В Батуме я нашел необычайное явление. Вся маленькая гавань была заставлена судами как военными, так и коммерческими. Из адмиралов я нашел там Хоменко, Львова[208] и Каськова.[209] Хоменко, как всегда, страшно суетился, повел меня по всем транспортам, причем я, конечно, в этой суете не мог ни в чем отдать себе отчета. Мой приятель Львов сейчас же потащил меня на бульвар обедать, причем меня привели в такой вид, что уже нечего было думать о делах, а только бы поспать.
Как я ни пробовал приступить к делу, но это никак не удавалось. То приехали дамы, то прогулка на автомобилях, – словом, бесшабашное житье. Когда я заикался о неудовольствиях, то Хоменко – начальник транспортной флотилии, говорил: «Они все врут и валят с больной головы на здоровую». В конце концов, по-видимому, так и было. Интендант в Батуме не выразил мне никаких претензий на флот и адресовал меня в Тифлис.
Мне все-таки удалось проследить транспортную службу. Ежедневно по вечерам два небольших транспорта около тысячи тонн каждый выходили из Батума и, идя ночью под самым берегом, рано утром приходили в Трапезунд. При самых примитивных способах разгрузки, сначала на баржи и затем с барж прямо на берег, разгрузка занимала двое суток в случае благоприятной погоды. Если на море начиналось волнение, то разгрузка прекращалась и ждали хорошей погоды. При таких условиях летом, когда хорошие погоды почти постоянны, Трапезунд получал ежедневно около 1000 тонн груза, т. е. от трех до четырех товарных поездов в сутки, что вполне достаточно для снабжения двух корпусов.
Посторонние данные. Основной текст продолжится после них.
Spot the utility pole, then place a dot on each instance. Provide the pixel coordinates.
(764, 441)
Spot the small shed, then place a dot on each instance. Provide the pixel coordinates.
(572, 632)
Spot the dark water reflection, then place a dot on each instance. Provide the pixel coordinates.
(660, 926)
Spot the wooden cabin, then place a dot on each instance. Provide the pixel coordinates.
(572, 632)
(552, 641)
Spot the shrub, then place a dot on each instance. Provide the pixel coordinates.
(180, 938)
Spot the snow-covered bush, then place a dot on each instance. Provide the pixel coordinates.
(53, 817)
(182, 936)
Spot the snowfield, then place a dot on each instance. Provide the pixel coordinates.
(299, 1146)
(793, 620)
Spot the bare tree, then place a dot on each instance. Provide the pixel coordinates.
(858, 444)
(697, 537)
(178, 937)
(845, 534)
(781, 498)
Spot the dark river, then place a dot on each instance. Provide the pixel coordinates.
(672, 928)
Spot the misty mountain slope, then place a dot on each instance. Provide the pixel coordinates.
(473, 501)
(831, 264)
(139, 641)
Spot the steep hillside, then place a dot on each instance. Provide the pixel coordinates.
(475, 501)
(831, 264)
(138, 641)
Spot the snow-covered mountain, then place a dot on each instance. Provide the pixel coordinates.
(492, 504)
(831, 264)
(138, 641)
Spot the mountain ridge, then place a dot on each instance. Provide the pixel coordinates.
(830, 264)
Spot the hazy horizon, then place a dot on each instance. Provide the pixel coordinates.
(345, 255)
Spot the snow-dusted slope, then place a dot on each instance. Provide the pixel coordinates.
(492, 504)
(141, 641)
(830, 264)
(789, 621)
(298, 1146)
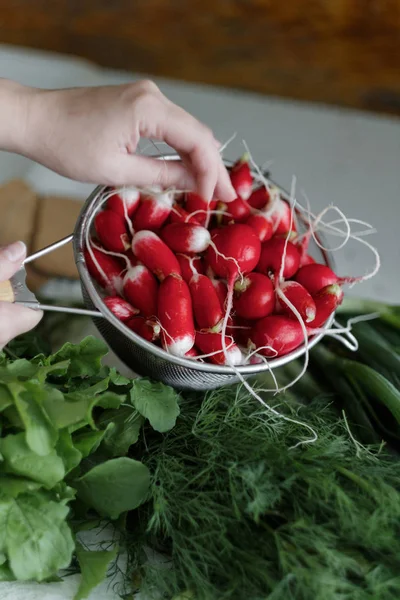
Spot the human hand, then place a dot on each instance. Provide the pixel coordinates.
(91, 135)
(14, 318)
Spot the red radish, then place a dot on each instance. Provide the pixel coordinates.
(254, 296)
(272, 253)
(326, 301)
(155, 254)
(153, 211)
(175, 313)
(148, 329)
(207, 308)
(241, 177)
(300, 298)
(314, 277)
(259, 198)
(221, 289)
(111, 231)
(237, 211)
(192, 353)
(190, 265)
(212, 342)
(186, 238)
(109, 275)
(120, 308)
(276, 335)
(140, 288)
(240, 330)
(179, 215)
(261, 225)
(289, 235)
(132, 258)
(198, 205)
(240, 248)
(128, 197)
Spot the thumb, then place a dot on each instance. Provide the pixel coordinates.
(11, 259)
(144, 171)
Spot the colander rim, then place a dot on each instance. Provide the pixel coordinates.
(89, 207)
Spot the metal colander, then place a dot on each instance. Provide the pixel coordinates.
(144, 358)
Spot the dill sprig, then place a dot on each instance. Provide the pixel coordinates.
(238, 515)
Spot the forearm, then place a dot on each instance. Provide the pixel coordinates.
(14, 115)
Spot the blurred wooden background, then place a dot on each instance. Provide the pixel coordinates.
(342, 52)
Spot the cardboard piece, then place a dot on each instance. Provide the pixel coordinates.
(18, 204)
(55, 219)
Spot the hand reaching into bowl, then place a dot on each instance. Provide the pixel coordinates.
(90, 134)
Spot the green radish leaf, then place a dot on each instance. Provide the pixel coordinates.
(69, 409)
(19, 459)
(34, 535)
(118, 379)
(87, 442)
(85, 357)
(29, 345)
(6, 573)
(20, 369)
(122, 429)
(6, 398)
(41, 435)
(14, 486)
(110, 400)
(114, 486)
(156, 402)
(70, 455)
(94, 566)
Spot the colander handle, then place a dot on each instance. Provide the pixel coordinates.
(344, 336)
(16, 291)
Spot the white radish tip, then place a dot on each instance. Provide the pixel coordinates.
(310, 315)
(235, 357)
(200, 239)
(129, 194)
(180, 346)
(142, 235)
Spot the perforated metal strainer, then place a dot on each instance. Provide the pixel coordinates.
(143, 357)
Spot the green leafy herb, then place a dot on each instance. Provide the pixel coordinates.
(34, 535)
(115, 486)
(156, 402)
(94, 566)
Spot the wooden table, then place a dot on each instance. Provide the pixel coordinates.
(343, 52)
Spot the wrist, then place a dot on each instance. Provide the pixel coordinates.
(15, 108)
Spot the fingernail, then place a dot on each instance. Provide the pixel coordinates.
(15, 252)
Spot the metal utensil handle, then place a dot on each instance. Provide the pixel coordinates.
(16, 291)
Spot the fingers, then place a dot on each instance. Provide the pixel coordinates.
(15, 320)
(169, 123)
(145, 171)
(11, 259)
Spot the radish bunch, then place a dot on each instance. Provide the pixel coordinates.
(172, 265)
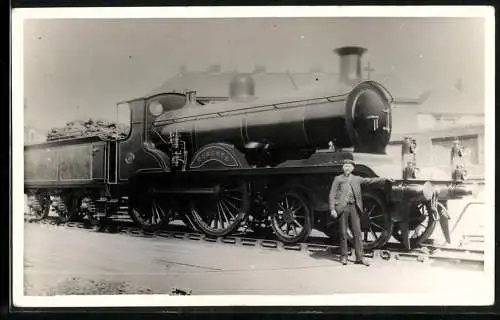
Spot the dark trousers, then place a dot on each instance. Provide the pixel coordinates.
(351, 212)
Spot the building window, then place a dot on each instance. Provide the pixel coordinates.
(393, 150)
(441, 149)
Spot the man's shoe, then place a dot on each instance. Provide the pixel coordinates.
(343, 260)
(363, 262)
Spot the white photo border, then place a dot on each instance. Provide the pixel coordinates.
(19, 15)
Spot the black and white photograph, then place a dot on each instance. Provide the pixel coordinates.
(248, 156)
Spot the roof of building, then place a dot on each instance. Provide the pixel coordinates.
(277, 84)
(446, 99)
(448, 131)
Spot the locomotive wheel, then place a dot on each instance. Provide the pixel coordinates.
(422, 225)
(150, 214)
(43, 211)
(187, 219)
(290, 216)
(69, 210)
(378, 226)
(222, 213)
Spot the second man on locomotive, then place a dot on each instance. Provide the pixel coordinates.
(346, 202)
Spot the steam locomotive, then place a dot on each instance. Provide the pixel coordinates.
(259, 163)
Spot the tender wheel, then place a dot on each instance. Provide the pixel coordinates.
(376, 223)
(422, 225)
(150, 213)
(290, 217)
(222, 213)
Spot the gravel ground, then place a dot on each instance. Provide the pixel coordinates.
(61, 261)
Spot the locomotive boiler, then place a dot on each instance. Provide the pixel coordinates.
(249, 161)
Путешествие было довольно безопасно, и мы за все время, пока действовала эта коммуникационная линия, потеряли на ней всего два транспорта. Один потоплен подводной лодкой, а другой расстрелял крейсер «Бреслау».
Наконец я добрался и до Тифлиса поздно ночью и остановился в гостинице. Утром на следующий день я отправился во дворец и сейчас же получил аудиенцию. Великий князь, одетый в белый бешмет, который к нему очень шел, принял меня очень любезно, как старого знакомого, сказал, что надеется, что я устраню все недоразумения и шероховатости со снабжением, и в заключение пригласил завтракать. Не выяснив предварительно всех претензий, я не мог доложить своего уже составившегося мнения об этом деле, а потому отложил доклад до прощальной аудиенции, которую так и не получил.
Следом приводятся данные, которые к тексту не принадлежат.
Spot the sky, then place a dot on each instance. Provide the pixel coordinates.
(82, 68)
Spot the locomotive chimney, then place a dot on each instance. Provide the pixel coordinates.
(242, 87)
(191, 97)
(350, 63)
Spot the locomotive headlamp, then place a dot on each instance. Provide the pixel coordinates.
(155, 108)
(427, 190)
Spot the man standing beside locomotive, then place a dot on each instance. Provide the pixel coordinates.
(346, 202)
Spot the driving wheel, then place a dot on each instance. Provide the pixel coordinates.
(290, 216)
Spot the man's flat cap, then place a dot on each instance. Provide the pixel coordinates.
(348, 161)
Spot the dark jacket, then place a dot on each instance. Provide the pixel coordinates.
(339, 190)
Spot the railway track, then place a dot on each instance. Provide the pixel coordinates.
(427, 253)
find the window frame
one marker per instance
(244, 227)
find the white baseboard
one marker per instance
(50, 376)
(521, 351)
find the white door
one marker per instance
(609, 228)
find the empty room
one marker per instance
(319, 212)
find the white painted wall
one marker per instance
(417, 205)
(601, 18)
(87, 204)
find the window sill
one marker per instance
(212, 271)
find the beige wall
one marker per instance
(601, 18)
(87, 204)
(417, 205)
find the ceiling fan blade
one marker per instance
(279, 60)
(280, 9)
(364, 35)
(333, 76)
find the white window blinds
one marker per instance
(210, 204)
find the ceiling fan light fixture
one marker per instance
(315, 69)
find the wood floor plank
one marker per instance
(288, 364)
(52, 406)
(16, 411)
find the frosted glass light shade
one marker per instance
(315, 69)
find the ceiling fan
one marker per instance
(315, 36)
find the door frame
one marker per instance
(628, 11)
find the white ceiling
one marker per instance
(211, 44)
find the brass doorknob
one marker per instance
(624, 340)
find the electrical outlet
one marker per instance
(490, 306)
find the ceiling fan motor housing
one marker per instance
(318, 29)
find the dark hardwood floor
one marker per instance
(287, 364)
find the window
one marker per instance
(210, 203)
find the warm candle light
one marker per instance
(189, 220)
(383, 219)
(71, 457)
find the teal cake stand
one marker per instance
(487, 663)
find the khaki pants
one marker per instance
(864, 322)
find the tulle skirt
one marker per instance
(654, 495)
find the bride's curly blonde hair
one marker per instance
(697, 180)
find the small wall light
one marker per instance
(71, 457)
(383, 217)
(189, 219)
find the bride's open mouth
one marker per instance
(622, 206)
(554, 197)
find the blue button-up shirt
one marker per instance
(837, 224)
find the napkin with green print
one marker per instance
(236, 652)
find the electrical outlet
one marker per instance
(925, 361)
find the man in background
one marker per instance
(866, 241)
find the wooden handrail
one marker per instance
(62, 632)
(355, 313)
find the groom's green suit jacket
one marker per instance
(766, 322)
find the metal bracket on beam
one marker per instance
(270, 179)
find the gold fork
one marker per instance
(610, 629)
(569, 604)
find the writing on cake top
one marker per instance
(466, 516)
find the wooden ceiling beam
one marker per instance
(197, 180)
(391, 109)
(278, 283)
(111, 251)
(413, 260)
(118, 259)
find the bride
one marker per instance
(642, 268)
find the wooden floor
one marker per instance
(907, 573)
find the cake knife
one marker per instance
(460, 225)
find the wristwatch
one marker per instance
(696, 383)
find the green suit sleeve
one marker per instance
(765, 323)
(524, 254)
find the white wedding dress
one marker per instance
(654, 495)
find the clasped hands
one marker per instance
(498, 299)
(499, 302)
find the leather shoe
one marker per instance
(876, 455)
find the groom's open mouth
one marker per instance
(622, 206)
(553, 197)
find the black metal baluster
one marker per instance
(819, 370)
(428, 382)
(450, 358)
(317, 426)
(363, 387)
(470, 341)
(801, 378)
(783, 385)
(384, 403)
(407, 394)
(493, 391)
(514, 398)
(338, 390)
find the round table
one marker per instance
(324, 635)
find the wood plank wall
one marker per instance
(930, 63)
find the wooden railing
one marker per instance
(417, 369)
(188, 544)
На завтрак собралось многолюдное общество. Присутствовали великая княгиня Анастасия Николаевна,[210] великий князь Петр Николаевич[211] с женой и дочерью, вся свита великого князя и много посторонних лиц, в большинстве военных. Великий князь был очень оживлен и весел, сообщал сведения о Брусиловском наступлении, которое только что началось, громко говорил и смеялся. Завтрак не носил официального характера, как это бывало в Ставке, а имел, вероятно, благодаря присутствию нескольких дам, семейный вид. Меня посадили рядом с княжной Марией Петровной, и мы очень оживленно разговаривали. Против меня сидел генерал Палицын,[212] который все время острил и смеялся. Вообще Кавказ с самого приезда в Батум производил на меня впечатление, после довольно мрачного Могилева, самого веселого места в России. Вероятно, так действовали постоянные успехи нашей армии на Кавказе.
В этот день мне так и не пришлось заняться делами, потому что обедать я был приглашен к помощнику главнокомандующего генералу Янушкевичу, а затем он меня повез в оперу в свою ложу. Я думал, что Янушкевич меня посвятит в интересующие меня вопросы, но он оказался не в курсе дела и рекомендовал мне обратиться к начальнику снабжений. Это оказалась нелегкая задача. Сколько я ни старался поймать генерала (забыл фамилию), он оказывался неуловимым: то у него комиссия, то доклад, видимо, он меня просто избегал. Если бы я был старый воробей по кляузным делам, то я, конечно, легко бы его вывел на чистую воду, но я привык к нашей системе, принятой при министре Григоровиче: решать все на словах, а документ только должен поступать для хранения в архиве уже после решения дела, и думал, что и здесь могу поступать таким же образом.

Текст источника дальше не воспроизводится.